There are several issues here:



  • Issue 1: Keeping track of what the actual passwords are for the various and numerous privileged accounts that proliferate throughout the enterprise. There are commercial packages that centrally store and encrypt these passwords; some run on PDAs for better portability.

  • Issue 2: Tracking who HAS Admin rights, which is just as important. For each platform
    and application this is an issue. eDirectory seems most relevant for this discussion.


There are commercial tools that audit rights throughout the tree, but for a simple approach, you can check the Admin user object for "Security Equal to Me" rights. (You can see this in ConsoleOne, as the second item on the Group Membership tab). You can also see this in DSBrowse, as it is stored in an actual attribute - Equivalent To Me. So whatever tool you like to use, Dsbrowse, LDAP browsers, ConsoleOne, etc., you can see the DN of who is equal to Admin.

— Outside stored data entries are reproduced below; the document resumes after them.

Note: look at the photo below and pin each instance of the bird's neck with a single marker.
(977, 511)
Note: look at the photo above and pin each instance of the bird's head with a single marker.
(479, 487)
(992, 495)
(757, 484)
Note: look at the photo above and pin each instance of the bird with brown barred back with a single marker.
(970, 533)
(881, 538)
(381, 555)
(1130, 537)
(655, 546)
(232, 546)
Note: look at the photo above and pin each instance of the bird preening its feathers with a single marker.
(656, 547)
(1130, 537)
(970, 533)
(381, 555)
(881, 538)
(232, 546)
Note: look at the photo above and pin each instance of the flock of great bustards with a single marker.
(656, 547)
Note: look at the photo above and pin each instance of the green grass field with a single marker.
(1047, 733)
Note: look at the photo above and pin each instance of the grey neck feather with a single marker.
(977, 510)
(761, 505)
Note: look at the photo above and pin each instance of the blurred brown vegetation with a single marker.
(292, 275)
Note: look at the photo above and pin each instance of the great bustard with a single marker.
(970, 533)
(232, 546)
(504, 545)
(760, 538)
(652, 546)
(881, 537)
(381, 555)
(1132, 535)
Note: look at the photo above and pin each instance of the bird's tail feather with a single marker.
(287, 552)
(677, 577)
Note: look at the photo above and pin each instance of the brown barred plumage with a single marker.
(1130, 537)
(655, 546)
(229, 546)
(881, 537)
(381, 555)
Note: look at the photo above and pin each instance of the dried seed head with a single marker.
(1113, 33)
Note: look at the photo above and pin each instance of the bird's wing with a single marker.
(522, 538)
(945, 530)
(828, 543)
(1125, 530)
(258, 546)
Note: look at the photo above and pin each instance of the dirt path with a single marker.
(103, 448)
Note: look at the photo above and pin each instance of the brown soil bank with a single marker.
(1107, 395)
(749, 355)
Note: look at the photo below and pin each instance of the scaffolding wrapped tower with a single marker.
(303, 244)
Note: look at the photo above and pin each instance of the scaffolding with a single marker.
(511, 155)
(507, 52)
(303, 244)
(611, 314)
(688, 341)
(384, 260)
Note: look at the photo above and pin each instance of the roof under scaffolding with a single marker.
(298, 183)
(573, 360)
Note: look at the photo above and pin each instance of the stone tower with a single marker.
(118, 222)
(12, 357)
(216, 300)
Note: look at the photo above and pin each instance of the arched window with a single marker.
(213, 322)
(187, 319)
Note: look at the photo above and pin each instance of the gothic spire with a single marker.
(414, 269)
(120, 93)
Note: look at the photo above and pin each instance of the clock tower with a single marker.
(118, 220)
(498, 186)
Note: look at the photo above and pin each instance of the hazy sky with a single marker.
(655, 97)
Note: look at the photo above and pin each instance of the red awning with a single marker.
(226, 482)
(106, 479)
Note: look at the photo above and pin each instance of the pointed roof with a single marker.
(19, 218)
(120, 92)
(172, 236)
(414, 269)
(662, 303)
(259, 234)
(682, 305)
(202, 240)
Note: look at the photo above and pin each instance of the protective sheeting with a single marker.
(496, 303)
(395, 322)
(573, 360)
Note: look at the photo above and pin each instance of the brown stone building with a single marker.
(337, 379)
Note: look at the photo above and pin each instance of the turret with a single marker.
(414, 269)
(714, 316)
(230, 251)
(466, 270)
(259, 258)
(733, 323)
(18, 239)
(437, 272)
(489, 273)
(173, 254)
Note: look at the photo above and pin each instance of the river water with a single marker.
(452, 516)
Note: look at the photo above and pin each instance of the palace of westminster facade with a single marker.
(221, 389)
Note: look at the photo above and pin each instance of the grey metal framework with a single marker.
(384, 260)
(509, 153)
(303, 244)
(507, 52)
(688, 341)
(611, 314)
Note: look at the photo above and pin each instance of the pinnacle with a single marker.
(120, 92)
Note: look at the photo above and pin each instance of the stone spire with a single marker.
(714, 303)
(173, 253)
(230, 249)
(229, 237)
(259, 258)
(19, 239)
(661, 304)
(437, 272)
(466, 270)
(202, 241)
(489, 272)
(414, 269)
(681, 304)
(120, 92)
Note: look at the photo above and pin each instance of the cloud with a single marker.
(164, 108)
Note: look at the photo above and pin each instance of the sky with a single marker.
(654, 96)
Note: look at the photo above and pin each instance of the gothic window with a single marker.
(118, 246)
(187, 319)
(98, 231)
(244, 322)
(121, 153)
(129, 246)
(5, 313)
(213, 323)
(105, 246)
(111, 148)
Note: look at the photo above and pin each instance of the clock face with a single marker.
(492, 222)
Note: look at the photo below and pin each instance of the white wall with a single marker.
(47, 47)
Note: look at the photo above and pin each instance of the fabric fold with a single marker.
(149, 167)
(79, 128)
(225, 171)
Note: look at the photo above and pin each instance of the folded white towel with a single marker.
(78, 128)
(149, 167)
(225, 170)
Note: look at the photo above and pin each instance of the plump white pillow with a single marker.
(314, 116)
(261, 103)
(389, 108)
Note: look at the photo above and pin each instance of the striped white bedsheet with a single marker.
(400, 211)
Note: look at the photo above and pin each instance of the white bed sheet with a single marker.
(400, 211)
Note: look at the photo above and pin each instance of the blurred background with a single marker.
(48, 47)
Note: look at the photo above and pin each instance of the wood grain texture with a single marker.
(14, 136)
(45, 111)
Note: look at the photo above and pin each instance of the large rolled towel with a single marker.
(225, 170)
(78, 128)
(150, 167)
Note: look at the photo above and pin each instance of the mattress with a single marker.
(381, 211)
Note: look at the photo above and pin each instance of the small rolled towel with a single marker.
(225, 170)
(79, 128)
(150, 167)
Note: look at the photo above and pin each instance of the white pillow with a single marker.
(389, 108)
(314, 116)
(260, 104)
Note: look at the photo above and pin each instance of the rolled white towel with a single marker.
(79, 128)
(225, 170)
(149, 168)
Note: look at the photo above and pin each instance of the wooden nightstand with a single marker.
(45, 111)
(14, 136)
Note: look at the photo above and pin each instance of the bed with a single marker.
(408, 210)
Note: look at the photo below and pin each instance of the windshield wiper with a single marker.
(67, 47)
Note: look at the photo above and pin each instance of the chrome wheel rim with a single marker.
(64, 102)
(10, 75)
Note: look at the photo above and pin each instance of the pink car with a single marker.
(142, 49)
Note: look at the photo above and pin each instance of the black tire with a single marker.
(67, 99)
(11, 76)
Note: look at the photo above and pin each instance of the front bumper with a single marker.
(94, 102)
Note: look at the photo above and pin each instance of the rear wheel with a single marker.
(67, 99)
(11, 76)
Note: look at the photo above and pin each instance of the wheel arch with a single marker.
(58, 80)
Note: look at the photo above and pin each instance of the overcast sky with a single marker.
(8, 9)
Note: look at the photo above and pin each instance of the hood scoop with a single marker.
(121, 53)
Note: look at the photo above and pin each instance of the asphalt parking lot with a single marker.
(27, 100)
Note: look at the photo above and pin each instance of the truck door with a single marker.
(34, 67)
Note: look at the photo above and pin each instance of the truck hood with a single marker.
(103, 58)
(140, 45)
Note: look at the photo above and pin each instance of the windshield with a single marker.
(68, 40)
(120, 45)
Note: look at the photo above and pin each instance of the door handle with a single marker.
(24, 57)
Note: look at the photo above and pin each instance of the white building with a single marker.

"Admin" gets the rights to administer the tree as an ACL of "S" (Supervisor) rights to the [Root] object in the tree. So check out the explicit trustees of [Root] (which looks like the name of the tree in ConsoleOne) and see who has explicit rights. The actual Attribute is
called ACL and will have multiple values, that look something like this:



2#subtree#cn=bob,o=acme#[All Attributes Rights]
6#entry#cn=bob,o=acme#loginScript


Personally, I like to create a second account somewhere in the tree with explicit rights to [Root] so that is Admin ever gets accidentally deleted, it is easy to fix. On the other hand, an account that is "Security Equal To the Admin" would lose all rights if the Admin were accidentally deleted.



This works best in a small, simple management model tree. If you have set up distributed administration and have OU's that have local Admins, you just need to repeat all this for each boundary of rights.



The nice news is that these attributes are all exposed via LDAP, so if you like, you could use LDAP to get them, making it a cross-platform tool.



There are plenty of additional places to look, but this should give you an idea of where to start the process. Or, it may convince you that it is worth buying a product that does all the hard work for you.